Here is how I worked it out:
Item : Amount
Milk : 4
Chicken : 4
Beer : 5
Cheese : 4
Boots : 1
Clothes : 3
Now because the minsup is 0.5 you eliminate boots and clothes and make a combo of the remaining giving:
{items} : Amount
{Milk, Chicken} : 2
{Milk, Beer} : 4
{Milk, Cheese} : 1
{Chicken, Beer} : 3
{Chicken, Cheese} : 3
{Beer, Cheese} : 2
Which leaves milk and beer as the only frequent item set then as it is the only one above the minsup?
There are two ways to solve the problem:
Assuming that you are using Apriori, the answer you got is correct.
The algorithm is simple:
First you count frequent 1-item sets and exclude the item-sets below minimum support.

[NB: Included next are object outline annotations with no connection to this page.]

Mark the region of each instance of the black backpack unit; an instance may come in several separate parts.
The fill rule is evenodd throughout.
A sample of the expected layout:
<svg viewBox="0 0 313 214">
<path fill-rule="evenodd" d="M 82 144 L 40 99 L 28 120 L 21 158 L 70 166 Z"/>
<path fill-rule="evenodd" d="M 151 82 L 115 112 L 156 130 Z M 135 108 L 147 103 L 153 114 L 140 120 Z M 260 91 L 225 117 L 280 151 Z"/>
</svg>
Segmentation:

Then count frequent 2-item sets by combining frequent items from previous iteration and exclude the item-sets below support threshold.
The algorithm can go on until no item-sets are greater than threshold.
In the problem given to you, you only get 1 set of 2 items greater than threshold so you can’t move further.
There is a solved example of further steps on Wikipedia here.
You can refer “Data Mining Concepts and Techniques” by Han and Kamber for more examples.